This, according to Japanese expatriates, is one of the best Yakiniku restaurants in Singapore.
Yazawa Yakiniku in Robertson Quay was full of Japanese people when I was introduced to it. The people in front of us were Japanese, the people I was with were Japanese and the people behind were Japanese too. Even some of the waitresses were Japanese.
Yakiniku is Japanese for grilled meat. It originally referred to the barbecue of Western foods and appeared in the Japanese language in 1872. Meat was not something that Japanese people ate in the past. It was popular in the prehistoric Jomon period but lost favour after Buddhism arrived in Japan.
The pervasiveness of Buddhism led to meat all but disappearing from the menus of Japanese food until the end of the second world war. Yakiniku is conventionally considered to be of Korean origin, adopted by the Japanese from the Korean Bulgogi. Yakiniku restaurants first opened in Japan in 1945 in Tokyo and Osaka.
Yakiniku is eaten as follows, raw ingredients are brought to the table, some are marinated before others served as sliced.

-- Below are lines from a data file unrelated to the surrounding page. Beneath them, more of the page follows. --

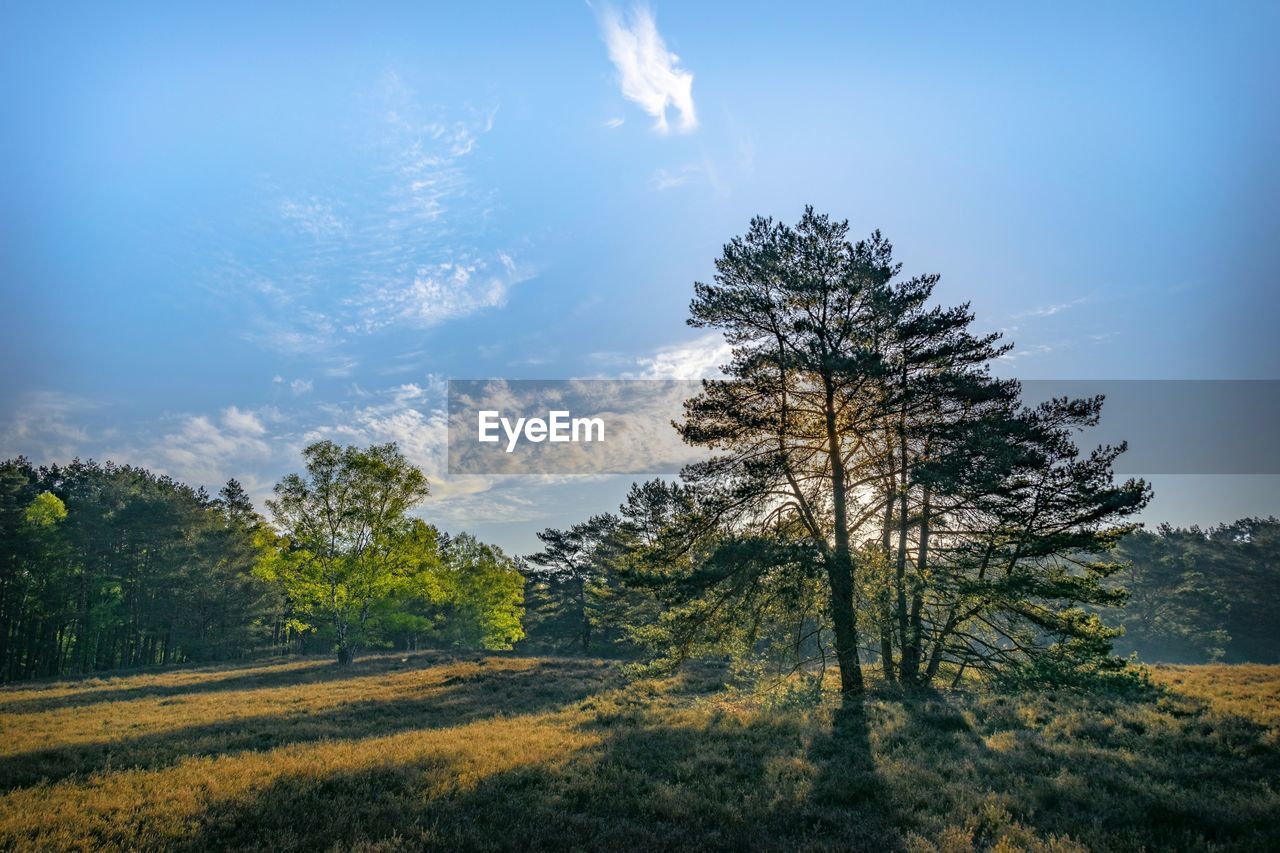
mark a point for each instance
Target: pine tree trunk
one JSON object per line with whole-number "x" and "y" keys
{"x": 840, "y": 565}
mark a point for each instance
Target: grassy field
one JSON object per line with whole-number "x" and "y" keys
{"x": 552, "y": 753}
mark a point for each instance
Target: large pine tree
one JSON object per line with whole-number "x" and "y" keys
{"x": 951, "y": 527}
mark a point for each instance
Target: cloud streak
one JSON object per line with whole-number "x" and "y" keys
{"x": 649, "y": 74}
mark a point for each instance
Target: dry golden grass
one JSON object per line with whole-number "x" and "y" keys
{"x": 453, "y": 752}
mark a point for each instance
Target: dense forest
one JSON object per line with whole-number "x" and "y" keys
{"x": 874, "y": 498}
{"x": 112, "y": 566}
{"x": 109, "y": 566}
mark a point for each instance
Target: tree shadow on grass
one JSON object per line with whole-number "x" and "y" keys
{"x": 649, "y": 781}
{"x": 1155, "y": 771}
{"x": 458, "y": 699}
{"x": 213, "y": 679}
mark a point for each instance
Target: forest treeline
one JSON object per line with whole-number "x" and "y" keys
{"x": 1193, "y": 596}
{"x": 106, "y": 566}
{"x": 874, "y": 497}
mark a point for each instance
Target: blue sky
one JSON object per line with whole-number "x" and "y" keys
{"x": 227, "y": 232}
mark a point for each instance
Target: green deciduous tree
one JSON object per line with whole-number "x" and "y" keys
{"x": 350, "y": 541}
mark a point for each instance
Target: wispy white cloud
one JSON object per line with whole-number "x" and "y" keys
{"x": 46, "y": 425}
{"x": 649, "y": 74}
{"x": 407, "y": 242}
{"x": 699, "y": 359}
{"x": 667, "y": 179}
{"x": 1051, "y": 309}
{"x": 314, "y": 217}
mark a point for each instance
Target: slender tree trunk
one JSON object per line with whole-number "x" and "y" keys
{"x": 912, "y": 646}
{"x": 840, "y": 565}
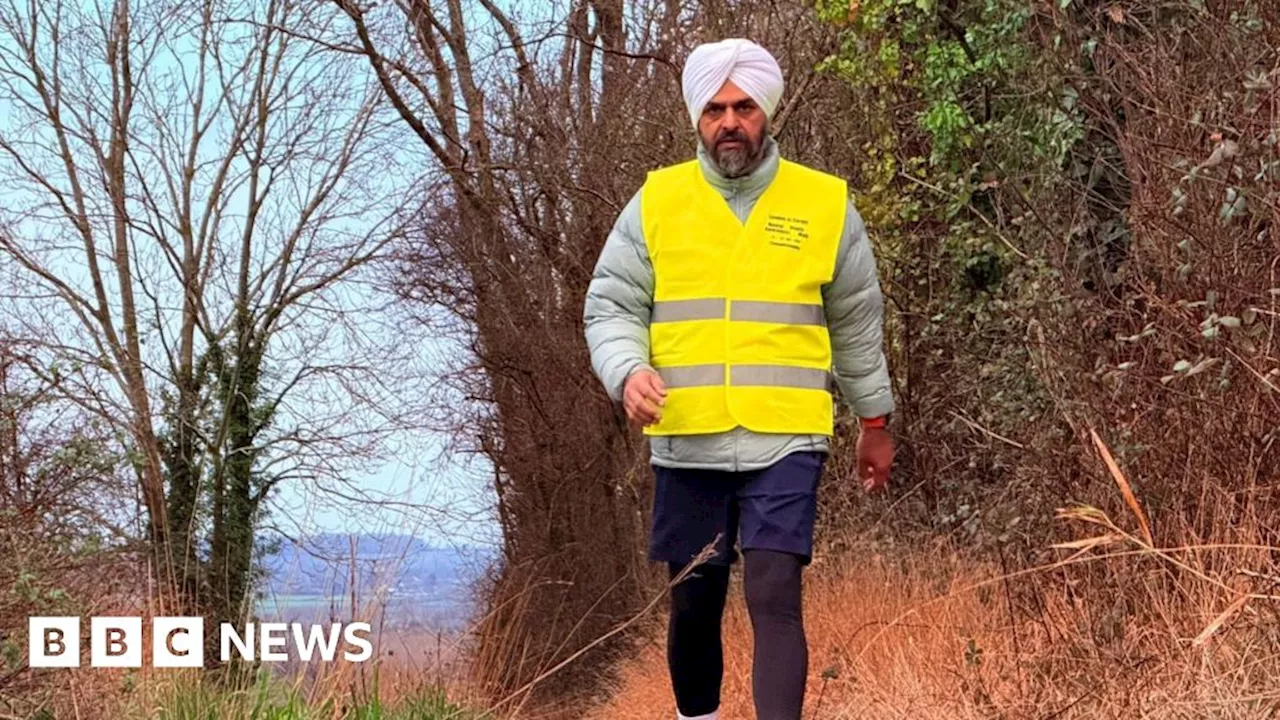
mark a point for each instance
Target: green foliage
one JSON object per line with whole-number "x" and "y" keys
{"x": 270, "y": 700}
{"x": 964, "y": 140}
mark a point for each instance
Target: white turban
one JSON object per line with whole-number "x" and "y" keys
{"x": 749, "y": 65}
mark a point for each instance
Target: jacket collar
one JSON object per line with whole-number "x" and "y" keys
{"x": 753, "y": 183}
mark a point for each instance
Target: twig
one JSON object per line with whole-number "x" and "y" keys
{"x": 984, "y": 431}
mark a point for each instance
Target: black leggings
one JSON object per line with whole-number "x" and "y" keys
{"x": 694, "y": 650}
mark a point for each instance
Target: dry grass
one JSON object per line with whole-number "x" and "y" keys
{"x": 1110, "y": 627}
{"x": 931, "y": 641}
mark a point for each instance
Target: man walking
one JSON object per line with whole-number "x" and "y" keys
{"x": 732, "y": 290}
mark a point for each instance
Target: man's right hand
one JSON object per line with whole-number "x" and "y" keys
{"x": 643, "y": 397}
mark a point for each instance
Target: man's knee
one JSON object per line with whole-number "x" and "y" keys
{"x": 773, "y": 584}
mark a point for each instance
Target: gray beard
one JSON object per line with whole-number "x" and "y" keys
{"x": 735, "y": 162}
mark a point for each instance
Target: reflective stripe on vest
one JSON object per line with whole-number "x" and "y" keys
{"x": 743, "y": 310}
{"x": 772, "y": 376}
{"x": 737, "y": 329}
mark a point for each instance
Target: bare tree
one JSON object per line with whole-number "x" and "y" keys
{"x": 193, "y": 197}
{"x": 543, "y": 124}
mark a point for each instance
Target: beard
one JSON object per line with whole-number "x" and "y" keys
{"x": 735, "y": 162}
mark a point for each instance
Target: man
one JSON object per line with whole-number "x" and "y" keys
{"x": 730, "y": 291}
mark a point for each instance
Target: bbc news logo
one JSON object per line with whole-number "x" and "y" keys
{"x": 179, "y": 642}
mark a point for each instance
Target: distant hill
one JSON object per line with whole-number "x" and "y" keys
{"x": 417, "y": 584}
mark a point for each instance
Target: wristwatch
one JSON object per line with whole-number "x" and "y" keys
{"x": 873, "y": 423}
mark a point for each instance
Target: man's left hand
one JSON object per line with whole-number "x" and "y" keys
{"x": 874, "y": 458}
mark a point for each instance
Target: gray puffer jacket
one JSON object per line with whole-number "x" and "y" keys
{"x": 620, "y": 299}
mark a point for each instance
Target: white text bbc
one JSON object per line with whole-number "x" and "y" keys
{"x": 179, "y": 642}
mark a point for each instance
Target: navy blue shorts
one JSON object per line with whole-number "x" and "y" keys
{"x": 768, "y": 509}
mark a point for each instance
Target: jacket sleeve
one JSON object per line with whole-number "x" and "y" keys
{"x": 618, "y": 302}
{"x": 855, "y": 317}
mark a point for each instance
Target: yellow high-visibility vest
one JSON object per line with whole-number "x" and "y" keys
{"x": 739, "y": 331}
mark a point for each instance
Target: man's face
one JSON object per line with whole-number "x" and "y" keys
{"x": 732, "y": 130}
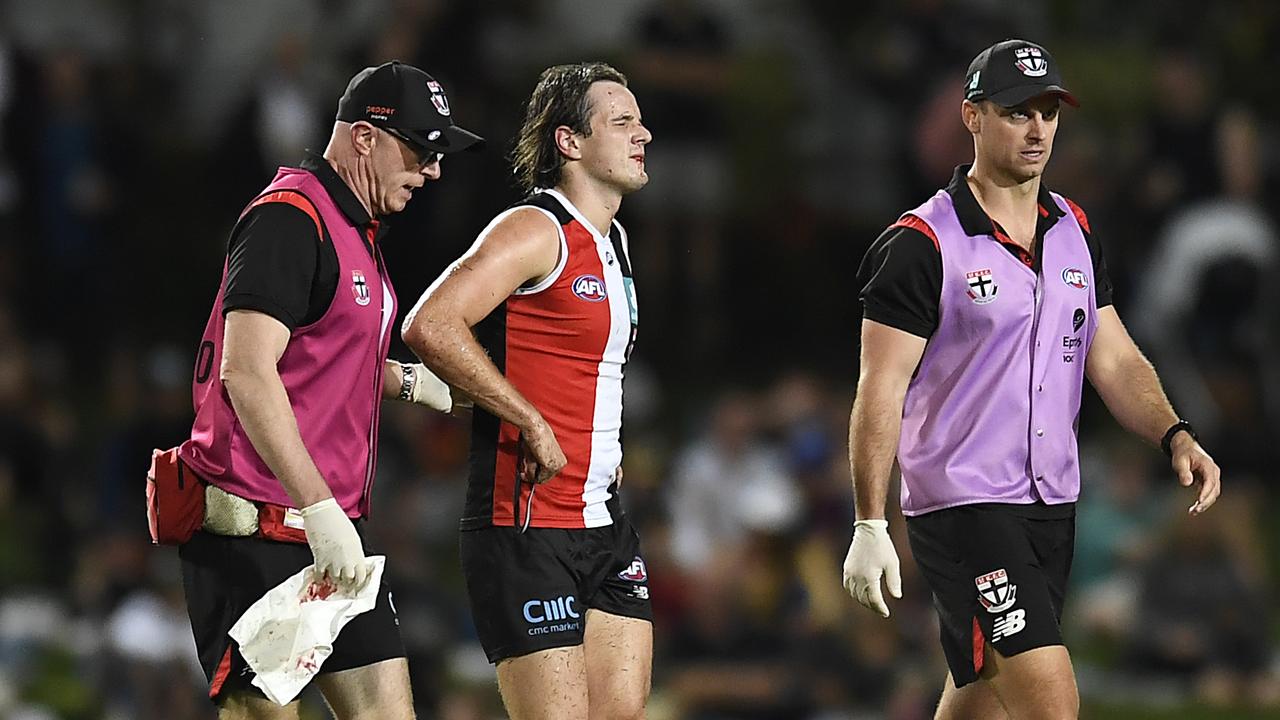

Unlike a Korean bulgogi or Thai Mookata, the food here follows Japanese tradition of being grilled by a grill master (the person in-charge of grilling the meal for the day), the nabe bugyo several pieces at a time.
What makes the Yakiniku here special? Yazawa is not a single restaurant, but has branches in Tokyo, Milan, Singapore and Beverly Hills, and just from the locations you can tell that the quality is high. The quality of the meat is top-quality Kuroge Wagyu flown personally selected and flown in from Japan. And it really was good meat… (salivates)
But meats are not the last thing to be eaten in a Yakiniku meal. In fact the last bite of a Yakiniku meal is supposed to be rice. So we ended our meal with a kare rice (Japanese Curry with Rice).